The Phase 1 dosimetry trial is evaluating the safety and dosimetry of MNPR-101-Zr in up to 12 patients with advanced cancer. Preclinical data to date have shown highly specific and durable tumor uptake of MNPR-101-Zr in human cancer xenograft models. Moreover, Monopar recently shared positive preclinical efficacy data showing potent and durable anti-tumor activity of MNPR-101 bound to therapeutic radioisotopes. If the tumor uptake, biodistribution, and safety look encouraging in this Phase 1 clinical trial for MNPR-101-Zr, the Company plans to expand the study or initiate a new study to test the potential efficacy of MNPR-101 bound to a therapeutic radioisotope such as Ac-225 in patients with advanced cancers.

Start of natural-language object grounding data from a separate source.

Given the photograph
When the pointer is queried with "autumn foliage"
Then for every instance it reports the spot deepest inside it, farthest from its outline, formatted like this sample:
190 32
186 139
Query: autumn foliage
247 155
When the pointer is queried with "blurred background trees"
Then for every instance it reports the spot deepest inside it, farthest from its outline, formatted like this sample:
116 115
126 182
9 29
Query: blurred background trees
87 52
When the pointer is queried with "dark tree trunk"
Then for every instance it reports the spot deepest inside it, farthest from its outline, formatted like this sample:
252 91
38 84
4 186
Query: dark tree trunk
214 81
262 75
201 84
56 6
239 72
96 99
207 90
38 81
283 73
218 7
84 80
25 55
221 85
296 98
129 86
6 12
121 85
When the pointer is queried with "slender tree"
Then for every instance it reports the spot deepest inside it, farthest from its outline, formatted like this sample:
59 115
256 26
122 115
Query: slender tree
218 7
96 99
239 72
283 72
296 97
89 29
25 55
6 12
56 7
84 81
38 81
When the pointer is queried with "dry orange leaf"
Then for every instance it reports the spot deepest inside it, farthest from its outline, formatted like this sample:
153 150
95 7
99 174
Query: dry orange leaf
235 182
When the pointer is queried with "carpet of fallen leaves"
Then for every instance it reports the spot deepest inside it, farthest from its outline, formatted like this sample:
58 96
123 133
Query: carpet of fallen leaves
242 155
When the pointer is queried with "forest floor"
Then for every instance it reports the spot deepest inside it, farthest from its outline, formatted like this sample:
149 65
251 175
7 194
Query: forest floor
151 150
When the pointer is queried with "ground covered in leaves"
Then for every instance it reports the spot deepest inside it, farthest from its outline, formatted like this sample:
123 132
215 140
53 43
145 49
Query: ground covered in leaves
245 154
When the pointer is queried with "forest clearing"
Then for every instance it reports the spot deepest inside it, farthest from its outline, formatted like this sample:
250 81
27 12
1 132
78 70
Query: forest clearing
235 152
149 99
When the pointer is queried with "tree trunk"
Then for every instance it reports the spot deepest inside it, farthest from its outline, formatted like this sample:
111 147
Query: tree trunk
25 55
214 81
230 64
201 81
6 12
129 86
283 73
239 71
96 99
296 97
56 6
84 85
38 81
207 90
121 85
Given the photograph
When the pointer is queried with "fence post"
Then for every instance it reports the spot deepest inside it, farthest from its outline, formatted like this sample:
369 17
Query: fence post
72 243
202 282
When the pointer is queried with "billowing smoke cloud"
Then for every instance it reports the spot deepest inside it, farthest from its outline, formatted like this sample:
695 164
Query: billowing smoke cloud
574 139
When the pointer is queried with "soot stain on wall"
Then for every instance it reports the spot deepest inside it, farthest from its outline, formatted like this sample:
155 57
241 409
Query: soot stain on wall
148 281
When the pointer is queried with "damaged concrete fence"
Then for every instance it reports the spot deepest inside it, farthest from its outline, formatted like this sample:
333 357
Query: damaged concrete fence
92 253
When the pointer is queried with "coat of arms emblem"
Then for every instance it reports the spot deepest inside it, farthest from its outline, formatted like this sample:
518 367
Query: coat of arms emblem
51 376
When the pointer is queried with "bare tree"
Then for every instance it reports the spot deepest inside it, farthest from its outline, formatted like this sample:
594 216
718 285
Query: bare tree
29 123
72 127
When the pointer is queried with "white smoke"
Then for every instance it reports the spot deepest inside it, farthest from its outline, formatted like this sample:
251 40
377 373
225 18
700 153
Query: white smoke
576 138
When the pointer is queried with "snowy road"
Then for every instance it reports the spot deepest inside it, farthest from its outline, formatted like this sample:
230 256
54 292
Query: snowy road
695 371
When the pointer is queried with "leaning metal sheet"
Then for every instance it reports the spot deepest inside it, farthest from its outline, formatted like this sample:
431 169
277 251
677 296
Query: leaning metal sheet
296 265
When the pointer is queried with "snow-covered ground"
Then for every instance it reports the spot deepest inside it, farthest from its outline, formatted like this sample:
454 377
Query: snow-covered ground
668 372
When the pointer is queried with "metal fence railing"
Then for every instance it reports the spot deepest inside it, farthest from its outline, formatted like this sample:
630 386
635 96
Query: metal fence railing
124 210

"The Monopar team is quite excited about this trial initiation," said Chandler Robinson, MD, Monopar’s Chief Executive Officer. "The preclinical results to date in hard-to-treat cancers such as pancreatic and triple negative breast have impressed us, with our radiopharma program demonstrating a promising ability to selectively target and destroy uPAR expressing tumors. We are very much looking forward to seeing the biodistribution and dosimetry data from this first-in-human study in advanced cancer patients."

Further information about the MNPR-101-Zr trial is available at www.ClinicalTrials.gov under study identifier NCT06337084.